Europe to share banking data for US terror probes

Europe to share banking data for US terror probes Brussels: Europe agreed on Thursday to allow the United States to tap into banking data for terrorism investigations after securing safeguards to protect the privacy of European citizens.

The United States will again have access to the banking information from August 1 after European MPs voted 484-109 in favour of a new five-year deal that was signed by Brussels and Washington last week.

The new agreement is a victory for the parliament, which used powers it gained under the European Union's Lisbon Treaty to block an initial deal in February, barring Washington from seeing the bank data since then.
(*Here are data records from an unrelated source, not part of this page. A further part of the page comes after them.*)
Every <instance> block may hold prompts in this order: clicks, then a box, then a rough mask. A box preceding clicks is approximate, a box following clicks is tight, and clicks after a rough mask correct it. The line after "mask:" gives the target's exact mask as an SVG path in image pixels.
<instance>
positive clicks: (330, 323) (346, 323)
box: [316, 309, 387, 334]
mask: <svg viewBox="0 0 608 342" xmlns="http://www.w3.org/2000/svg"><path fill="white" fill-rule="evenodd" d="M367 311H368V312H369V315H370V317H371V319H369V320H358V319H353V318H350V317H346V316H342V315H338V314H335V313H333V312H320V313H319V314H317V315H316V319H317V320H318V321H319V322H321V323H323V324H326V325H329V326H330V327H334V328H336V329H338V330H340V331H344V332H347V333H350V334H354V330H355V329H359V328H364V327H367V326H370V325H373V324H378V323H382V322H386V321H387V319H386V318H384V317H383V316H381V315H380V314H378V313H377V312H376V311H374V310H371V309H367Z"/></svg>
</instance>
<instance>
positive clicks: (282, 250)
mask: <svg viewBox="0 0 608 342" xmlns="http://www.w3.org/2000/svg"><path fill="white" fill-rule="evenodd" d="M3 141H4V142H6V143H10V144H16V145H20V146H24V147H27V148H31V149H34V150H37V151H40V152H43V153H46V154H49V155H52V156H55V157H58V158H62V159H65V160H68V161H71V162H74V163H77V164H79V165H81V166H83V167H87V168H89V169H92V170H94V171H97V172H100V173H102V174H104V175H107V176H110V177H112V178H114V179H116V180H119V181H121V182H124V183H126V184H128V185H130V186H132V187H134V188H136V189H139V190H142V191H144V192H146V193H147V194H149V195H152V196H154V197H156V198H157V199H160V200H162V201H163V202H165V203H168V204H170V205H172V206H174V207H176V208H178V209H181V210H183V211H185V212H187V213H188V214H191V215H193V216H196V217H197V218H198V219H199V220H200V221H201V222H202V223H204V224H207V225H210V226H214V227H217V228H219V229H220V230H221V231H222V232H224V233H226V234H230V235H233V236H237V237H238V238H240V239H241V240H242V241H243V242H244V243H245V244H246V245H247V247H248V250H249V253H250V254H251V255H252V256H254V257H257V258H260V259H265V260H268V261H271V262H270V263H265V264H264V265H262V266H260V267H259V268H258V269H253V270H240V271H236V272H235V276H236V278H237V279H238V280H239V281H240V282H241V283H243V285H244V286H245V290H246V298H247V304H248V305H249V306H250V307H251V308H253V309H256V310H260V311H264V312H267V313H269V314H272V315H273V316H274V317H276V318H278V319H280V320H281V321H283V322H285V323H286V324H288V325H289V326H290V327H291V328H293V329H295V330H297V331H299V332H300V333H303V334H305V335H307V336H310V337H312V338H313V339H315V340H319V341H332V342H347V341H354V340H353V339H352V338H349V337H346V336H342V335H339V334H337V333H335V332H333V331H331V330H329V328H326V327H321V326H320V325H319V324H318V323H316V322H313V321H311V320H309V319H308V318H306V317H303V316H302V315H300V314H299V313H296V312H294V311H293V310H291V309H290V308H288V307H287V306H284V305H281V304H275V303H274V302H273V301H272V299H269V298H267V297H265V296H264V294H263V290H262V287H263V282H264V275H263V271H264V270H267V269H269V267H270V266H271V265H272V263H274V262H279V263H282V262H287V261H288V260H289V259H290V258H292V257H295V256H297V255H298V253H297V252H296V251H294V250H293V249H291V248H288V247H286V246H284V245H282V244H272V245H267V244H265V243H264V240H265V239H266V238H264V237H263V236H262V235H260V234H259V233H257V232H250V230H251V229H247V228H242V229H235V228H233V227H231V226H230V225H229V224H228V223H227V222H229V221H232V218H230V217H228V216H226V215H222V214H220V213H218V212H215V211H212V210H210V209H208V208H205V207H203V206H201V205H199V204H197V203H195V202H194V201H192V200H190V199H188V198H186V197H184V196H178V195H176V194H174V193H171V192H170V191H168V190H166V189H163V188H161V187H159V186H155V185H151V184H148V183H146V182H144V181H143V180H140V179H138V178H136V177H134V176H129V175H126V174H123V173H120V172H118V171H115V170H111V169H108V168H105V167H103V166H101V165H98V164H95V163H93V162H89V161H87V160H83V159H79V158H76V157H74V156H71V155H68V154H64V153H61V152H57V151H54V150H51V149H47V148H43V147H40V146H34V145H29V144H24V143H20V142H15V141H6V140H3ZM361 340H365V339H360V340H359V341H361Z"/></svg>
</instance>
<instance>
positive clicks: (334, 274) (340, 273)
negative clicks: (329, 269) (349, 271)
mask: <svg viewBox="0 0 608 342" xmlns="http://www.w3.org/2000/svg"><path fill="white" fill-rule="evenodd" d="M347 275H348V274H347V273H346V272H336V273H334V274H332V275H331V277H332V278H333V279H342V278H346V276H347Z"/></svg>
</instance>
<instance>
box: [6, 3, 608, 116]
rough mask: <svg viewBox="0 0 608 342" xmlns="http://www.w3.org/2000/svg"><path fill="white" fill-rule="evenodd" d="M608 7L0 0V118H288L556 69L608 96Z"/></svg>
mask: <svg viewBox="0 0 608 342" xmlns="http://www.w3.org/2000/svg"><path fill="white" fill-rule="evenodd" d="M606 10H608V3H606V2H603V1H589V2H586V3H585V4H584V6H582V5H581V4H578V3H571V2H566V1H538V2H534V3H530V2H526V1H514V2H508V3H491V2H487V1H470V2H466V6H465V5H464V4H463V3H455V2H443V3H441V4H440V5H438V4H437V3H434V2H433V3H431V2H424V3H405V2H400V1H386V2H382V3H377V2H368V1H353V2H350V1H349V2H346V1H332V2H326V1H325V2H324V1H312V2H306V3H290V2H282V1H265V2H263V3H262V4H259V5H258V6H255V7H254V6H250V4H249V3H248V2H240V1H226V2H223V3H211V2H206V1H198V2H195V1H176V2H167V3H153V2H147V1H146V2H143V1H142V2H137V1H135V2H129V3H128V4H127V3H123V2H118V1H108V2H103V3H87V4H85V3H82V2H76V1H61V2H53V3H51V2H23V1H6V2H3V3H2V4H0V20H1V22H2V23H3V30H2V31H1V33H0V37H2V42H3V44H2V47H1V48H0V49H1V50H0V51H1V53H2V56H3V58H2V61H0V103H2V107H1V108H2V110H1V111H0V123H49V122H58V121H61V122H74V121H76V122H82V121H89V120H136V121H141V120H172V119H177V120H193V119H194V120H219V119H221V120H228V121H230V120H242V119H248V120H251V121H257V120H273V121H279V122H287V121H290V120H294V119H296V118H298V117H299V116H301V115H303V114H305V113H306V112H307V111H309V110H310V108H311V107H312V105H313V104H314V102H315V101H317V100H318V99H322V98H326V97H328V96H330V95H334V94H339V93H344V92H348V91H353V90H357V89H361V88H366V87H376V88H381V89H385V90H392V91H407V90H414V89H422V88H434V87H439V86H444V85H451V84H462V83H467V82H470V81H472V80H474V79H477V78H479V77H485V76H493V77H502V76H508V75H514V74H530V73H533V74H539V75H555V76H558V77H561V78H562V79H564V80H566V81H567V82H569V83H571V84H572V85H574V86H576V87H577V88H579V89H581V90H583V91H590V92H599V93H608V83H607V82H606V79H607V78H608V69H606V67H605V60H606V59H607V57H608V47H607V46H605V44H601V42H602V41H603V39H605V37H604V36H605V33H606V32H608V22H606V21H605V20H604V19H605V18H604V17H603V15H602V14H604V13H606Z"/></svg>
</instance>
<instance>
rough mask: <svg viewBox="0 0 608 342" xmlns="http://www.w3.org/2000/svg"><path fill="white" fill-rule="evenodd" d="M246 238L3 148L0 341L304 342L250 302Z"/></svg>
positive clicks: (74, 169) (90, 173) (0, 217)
European home affairs commissioner Cecilia Maelstrom, who negotiated the new deal, said a lack of agreement "could have had negative repercussions for EU-US cooperation in the security area and more broadly."

Michael Dodman, the charge d'affaires of the US mission to the EU, said last week that the lack of an agreement had created a "security gap" and that the programme was "very important to the security of the US and Europe."

European lawmakers dropped their opposition to the programme after the EU and the US agreed on a set of measures to prevent intrusions into the privacy of Europeans.

"The agreement caters for both security and privacy concerns," said Alexander Alvaro, a German Liberal European lawmaker.

"It will ensure that terrorist financing can be traced back to its sources but it will not affect day-to-day bank transfers of EU citizens," he said.

The system was introduced in the wake of the attacks of September 11, 2001 in the United States to help tackle the financing of terrorism.

The Terrorist Finance Tracking Programme allowed US access to information from the interbank money transfer system SWIFT, which is based in Brussels.

European lawmakers' main concern was that personal information, including data from electronic bank payments, would be used by US authorities, held for too long and handed on to other governments.

US Vice President Joe Biden sought to ease European concerns during a trip to Europe in May, saying "Europeans and Americans alike have valued greatly the privacy of our citizens."

Under the new deal, Europol, the European police organisation, will check the validity of US requests.

The United States also agreed to allow the presence of a EU official in Washington who will be able to monitor the use of banking data of EU citizens by US authorities.